It has been more than two years since Little T started twirling and leaping about, pretending to be a ballerina. We are waiting for her to turn six, or older, before enrolling her in ballet school. (I keep telling her that prima ballerina Lisa Macuja, who we watched in “Giselle” last year, started her ballet studies at age eight – at least according to Wikipedia!)
The Story of Swan Lake
Little T gave out a teeny, tiny squeal when I told her that we are going on a date to watch “Swan Lake.” It is a recital production of the Radaic School of Classical Ballet and will be held at the Meralco Theater on May 19. (For details and tickets, call Ms. Helen at 0915-1137108.)
Listen to the music
Truth be told, looking for a production of “Swan Lake” was really just an excuse to introduce Maestro Classics’ “The Story of Swan Lake” to my children! The CD deserves a review in a separate blog post, but let me just say that Maestro Classics can educate children and grown-ups alike about the beauty of classical music. We first fell in love with it with “Peter and the Wolf.”

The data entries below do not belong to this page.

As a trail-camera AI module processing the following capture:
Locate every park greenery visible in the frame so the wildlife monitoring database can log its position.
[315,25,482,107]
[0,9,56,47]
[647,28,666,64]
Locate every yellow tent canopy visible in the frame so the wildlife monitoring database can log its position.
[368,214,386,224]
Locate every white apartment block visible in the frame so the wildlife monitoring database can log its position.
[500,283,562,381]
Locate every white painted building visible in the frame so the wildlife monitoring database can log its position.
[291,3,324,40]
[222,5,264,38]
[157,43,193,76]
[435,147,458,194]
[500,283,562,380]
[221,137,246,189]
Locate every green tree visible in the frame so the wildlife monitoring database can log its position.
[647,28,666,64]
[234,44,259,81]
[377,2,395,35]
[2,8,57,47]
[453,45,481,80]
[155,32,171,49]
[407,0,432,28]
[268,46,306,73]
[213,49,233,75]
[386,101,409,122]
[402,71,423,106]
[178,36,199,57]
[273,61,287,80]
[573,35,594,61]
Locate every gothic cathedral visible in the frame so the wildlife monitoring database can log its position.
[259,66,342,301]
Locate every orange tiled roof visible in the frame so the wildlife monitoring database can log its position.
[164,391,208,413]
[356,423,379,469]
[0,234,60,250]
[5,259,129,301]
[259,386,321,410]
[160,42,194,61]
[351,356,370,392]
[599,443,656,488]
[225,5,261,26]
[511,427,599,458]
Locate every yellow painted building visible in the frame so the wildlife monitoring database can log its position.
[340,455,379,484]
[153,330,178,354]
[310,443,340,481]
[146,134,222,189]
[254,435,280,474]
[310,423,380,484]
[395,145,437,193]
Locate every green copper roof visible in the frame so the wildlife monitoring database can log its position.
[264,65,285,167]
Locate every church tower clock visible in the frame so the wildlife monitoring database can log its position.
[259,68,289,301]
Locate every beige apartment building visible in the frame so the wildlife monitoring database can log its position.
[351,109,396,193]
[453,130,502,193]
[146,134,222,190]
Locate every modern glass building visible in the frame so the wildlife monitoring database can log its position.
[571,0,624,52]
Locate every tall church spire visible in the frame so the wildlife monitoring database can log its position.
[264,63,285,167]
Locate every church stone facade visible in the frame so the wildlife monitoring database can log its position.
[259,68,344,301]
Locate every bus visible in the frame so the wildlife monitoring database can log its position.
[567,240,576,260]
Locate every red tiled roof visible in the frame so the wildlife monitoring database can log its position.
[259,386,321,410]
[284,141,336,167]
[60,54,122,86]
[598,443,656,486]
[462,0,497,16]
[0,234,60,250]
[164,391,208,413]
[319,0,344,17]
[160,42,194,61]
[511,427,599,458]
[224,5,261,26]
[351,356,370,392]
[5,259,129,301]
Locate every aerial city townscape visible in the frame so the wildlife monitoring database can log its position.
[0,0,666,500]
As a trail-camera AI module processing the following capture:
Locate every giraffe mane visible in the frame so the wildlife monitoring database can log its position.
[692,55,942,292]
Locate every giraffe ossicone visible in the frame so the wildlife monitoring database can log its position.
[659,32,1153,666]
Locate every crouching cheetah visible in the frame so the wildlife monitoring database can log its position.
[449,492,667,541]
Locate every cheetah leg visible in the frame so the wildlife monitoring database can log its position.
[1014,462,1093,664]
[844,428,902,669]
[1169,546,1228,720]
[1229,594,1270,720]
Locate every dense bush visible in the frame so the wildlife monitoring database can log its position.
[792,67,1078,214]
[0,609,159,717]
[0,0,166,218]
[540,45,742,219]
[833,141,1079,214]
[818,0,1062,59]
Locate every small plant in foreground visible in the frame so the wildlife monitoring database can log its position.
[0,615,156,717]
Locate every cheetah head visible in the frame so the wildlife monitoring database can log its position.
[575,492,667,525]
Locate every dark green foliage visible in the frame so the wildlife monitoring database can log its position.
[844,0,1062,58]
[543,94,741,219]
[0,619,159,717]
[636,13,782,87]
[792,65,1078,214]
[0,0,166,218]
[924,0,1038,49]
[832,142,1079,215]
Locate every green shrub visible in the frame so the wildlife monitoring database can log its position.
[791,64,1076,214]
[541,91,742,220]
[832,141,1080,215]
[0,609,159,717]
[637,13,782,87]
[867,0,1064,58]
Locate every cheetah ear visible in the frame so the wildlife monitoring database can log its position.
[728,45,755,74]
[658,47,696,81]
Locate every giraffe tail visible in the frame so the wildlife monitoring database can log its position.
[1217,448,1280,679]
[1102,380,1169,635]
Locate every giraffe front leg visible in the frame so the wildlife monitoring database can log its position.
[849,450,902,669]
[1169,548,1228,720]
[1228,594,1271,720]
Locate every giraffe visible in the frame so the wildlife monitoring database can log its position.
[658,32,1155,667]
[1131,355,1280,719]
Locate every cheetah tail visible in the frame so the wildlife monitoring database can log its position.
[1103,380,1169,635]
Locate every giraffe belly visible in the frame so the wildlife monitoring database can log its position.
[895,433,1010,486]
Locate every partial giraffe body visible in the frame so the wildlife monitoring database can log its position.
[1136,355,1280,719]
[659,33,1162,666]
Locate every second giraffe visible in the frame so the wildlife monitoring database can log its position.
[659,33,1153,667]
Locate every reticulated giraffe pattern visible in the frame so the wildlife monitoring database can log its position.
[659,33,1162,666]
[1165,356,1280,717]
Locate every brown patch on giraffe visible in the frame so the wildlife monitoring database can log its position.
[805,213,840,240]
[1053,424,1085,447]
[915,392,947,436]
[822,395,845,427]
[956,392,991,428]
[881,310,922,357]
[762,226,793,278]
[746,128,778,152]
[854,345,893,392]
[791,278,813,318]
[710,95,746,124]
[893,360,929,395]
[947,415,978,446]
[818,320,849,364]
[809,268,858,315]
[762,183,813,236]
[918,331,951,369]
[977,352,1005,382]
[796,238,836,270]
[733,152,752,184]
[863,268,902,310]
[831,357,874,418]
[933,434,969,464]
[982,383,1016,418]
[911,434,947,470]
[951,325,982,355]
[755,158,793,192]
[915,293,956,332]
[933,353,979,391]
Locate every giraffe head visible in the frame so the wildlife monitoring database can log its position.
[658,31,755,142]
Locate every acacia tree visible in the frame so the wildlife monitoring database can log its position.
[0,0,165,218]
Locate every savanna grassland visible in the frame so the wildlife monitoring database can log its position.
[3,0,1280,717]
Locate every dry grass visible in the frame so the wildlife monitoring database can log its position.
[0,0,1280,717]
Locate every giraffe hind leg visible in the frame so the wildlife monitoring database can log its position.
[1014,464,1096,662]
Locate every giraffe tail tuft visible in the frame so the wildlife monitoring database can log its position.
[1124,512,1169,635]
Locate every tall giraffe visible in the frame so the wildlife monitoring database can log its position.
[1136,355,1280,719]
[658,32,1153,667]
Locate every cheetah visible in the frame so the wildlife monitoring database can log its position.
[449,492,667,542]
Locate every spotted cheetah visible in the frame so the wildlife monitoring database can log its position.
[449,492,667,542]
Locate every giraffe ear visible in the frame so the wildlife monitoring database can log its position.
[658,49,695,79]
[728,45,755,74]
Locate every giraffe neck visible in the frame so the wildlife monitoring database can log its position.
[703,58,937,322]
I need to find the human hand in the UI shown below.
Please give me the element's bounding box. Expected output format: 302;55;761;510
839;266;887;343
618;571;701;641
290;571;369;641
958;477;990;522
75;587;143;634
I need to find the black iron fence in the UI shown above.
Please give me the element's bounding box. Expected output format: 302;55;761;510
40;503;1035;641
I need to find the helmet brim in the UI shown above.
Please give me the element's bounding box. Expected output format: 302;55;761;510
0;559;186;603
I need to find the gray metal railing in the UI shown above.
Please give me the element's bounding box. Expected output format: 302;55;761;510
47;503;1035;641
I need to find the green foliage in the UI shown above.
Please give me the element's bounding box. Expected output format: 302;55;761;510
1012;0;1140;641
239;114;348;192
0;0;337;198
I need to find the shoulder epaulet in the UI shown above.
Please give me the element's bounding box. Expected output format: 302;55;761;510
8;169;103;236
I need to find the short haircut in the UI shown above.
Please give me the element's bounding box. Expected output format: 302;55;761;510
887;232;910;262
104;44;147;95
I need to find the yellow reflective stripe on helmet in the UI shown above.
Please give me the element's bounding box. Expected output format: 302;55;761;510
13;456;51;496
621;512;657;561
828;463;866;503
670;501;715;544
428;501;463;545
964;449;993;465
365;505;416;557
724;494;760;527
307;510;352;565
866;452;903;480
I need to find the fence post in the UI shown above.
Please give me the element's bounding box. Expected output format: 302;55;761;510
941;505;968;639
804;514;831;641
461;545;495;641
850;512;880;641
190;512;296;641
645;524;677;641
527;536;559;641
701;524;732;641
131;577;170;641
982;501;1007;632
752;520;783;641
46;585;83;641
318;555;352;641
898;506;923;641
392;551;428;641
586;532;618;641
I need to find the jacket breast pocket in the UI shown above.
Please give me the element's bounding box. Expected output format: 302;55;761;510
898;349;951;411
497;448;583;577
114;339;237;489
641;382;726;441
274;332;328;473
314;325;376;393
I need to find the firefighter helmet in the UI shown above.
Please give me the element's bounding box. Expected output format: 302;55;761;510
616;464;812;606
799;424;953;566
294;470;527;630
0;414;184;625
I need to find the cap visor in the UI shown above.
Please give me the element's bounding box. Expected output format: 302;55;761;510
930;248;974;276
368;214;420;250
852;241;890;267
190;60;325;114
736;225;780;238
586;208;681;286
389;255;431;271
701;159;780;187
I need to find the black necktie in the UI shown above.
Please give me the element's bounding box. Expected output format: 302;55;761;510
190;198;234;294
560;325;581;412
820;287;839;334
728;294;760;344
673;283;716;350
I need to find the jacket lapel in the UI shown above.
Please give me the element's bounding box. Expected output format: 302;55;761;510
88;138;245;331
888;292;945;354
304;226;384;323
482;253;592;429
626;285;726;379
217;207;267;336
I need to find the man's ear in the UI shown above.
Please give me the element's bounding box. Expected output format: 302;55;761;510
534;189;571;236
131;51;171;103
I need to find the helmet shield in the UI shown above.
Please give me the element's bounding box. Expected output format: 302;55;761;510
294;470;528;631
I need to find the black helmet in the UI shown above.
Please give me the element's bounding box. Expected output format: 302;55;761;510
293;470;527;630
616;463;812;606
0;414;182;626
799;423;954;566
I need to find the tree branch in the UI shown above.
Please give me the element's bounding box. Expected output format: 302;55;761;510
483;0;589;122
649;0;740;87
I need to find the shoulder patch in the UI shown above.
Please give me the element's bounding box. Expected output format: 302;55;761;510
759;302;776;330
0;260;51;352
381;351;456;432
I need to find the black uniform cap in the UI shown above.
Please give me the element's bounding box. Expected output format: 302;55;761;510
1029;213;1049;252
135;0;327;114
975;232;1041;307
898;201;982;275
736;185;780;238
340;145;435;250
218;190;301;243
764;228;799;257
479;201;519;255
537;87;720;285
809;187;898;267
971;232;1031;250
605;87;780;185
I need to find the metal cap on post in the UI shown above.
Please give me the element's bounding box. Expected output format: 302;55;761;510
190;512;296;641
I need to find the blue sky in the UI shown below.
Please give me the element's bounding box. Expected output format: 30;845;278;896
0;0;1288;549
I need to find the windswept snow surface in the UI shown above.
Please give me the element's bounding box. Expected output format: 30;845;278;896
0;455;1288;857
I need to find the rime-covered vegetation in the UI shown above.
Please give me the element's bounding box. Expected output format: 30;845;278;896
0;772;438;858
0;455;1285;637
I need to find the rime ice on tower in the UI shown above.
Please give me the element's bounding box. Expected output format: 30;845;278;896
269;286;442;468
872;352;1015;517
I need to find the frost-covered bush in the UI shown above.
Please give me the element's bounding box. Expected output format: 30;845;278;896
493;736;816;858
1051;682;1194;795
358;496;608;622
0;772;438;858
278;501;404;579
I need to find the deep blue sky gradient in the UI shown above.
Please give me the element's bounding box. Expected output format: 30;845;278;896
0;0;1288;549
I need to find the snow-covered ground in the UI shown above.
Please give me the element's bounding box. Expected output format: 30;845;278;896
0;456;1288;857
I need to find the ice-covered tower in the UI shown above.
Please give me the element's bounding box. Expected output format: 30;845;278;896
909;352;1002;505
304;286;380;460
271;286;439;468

|From the website of Maestro Classics|
The book by Random House is a collection of ten popular ballet stories that include “The Nutcracker,” “Giselle,” and Little T’s favorite, “Coppelia.” Told in a dramatic style, it is a perfect, though quite long, read-aloud.
Study related topics
We’re now on the lookout for real, flying, or just waddling swans. I don’t know know where we will find one but for the meantime, we are content reading about white and black swans in our small encyclopedia of animals and other online sources. We also made this fun swan craft. I downloaded a swan coloring page and handed Little T some cotton, glue, and crayons!